Maximizing this expression with respect to Q,

is the same as minimizing the minuses expression, right?

So, it's the same as minimizing this thing.

And, note that the marginal log likelihood doesn't depend on Q at all.

So, we can as well minimize this difference.

So, maximizing the lower bound is the same as minimizing this whole difference,

and minimizing this difference is the same as minimizing this sum of KL-divergences

because this is what this difference is.

So, maximizing the lower bound is the same as minimizing

the sum of the KL-divergences with respect to Q.

And, recall that KL-divergences has two main properties.

So, first of all, they are always non-negative,

and second, for they equal to zero whenever the distribution coincides.

So, whenever, this and this two distributions are the same which means that we,

by setting Q to be the posterior distribution,

so Q of ti equals to the posterior,

we will optimize this,

we'll minimize this sum to zero,

so to the global optimal.

This sum cannot be ever lower than zero.

So, whenever we are at zero,

we found the global optimal,

which means we maximize the lower bound to the global optimal as well.

So, to solve the problem on the E-step,

we just have to set the variation distribution Q to be

the posterior distribution on the latent variable ti given the data and the parameters.
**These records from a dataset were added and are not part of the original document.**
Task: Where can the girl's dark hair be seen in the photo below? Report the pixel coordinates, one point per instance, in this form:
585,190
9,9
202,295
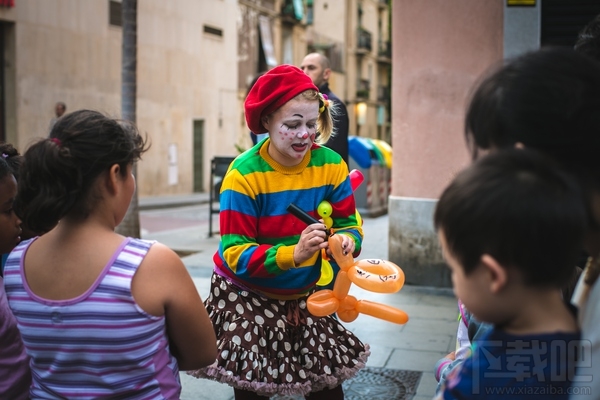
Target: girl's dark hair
10,160
520,208
58,173
548,100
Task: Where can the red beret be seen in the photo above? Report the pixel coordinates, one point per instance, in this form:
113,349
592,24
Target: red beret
271,91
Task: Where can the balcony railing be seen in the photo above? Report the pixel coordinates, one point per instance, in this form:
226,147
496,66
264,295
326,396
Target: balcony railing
385,49
363,88
383,93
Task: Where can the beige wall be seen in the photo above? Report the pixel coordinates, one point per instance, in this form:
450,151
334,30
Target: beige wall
65,50
440,48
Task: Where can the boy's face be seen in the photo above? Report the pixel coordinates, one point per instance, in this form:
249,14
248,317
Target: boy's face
471,289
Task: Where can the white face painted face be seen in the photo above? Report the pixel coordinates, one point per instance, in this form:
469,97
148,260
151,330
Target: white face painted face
292,130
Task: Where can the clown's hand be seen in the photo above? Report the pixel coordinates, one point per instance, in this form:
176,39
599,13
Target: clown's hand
312,240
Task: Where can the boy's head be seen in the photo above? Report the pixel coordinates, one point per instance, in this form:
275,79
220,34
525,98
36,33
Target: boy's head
517,209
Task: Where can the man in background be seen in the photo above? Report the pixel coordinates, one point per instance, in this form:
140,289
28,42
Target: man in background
59,110
317,67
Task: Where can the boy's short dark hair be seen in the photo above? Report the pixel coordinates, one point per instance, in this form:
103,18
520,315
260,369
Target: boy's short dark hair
521,209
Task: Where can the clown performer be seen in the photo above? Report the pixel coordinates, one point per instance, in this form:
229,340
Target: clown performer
269,261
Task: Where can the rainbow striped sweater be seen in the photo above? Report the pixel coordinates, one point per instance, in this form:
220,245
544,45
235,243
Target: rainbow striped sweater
258,234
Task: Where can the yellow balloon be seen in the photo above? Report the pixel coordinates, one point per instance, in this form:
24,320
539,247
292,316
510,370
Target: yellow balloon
326,274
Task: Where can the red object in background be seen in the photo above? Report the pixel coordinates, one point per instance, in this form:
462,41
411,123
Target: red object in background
356,178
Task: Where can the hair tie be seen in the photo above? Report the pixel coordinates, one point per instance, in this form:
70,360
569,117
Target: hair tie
323,102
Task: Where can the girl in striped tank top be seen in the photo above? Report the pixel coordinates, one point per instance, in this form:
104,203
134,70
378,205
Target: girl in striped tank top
101,315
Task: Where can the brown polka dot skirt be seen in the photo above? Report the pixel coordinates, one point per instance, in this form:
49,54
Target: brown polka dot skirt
277,347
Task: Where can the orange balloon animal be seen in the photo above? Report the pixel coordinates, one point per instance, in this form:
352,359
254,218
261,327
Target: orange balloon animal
374,275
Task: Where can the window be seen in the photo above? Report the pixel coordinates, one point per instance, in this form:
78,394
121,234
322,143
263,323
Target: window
213,31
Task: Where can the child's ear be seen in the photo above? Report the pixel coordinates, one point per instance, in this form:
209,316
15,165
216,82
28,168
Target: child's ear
498,276
112,178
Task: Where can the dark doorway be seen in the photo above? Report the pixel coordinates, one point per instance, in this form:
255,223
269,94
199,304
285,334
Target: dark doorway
563,19
198,155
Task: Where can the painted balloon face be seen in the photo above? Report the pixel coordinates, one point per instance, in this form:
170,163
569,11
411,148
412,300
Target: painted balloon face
292,130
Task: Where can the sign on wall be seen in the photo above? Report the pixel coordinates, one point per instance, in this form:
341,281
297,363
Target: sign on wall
520,3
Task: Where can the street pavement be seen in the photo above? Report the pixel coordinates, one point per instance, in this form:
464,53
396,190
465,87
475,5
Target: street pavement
181,222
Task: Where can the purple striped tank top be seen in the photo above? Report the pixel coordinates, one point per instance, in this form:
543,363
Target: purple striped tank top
99,344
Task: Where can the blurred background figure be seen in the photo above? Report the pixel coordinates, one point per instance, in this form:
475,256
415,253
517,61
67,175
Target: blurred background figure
317,67
59,110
So, to summarize, the gap between the log likelihood and the lower bound where

half equals to the sum of Kullback-Leibler divergences within the distribution Q,

in the posterior distribution P of ti

of the latent variable given the data we have and the parameters we have.

Which basically means that,

if you want to maximize this lower bound,

it's the same as minimizing minus lower bound,

and since log likelihood doesn't depend on Q,

it's the same as minimizing this difference,

the left hand side of the expression,

and finally it's same as minimizing this sum of Kullback-Leibler divergences.

And as we know, Kullback-Leibler divergences are non-negative,

and they equal to zero whenever the distributions coincide,

whenever they are the same,

which means that we can minimize this thing to the optimal value by

just setting Q to be the posterior distribution of ti given the data.

So, this is our optimal solution to the E-step.

So just use, just set Q to be posterior with the current values of the parameters,

and it minimizes the gap to be zero,

because KL distance now is zero,

and so the lower bound becomes accurate at the current point.

The gap is zero,

so the value of the lower bound equals to the value of the log likelihood.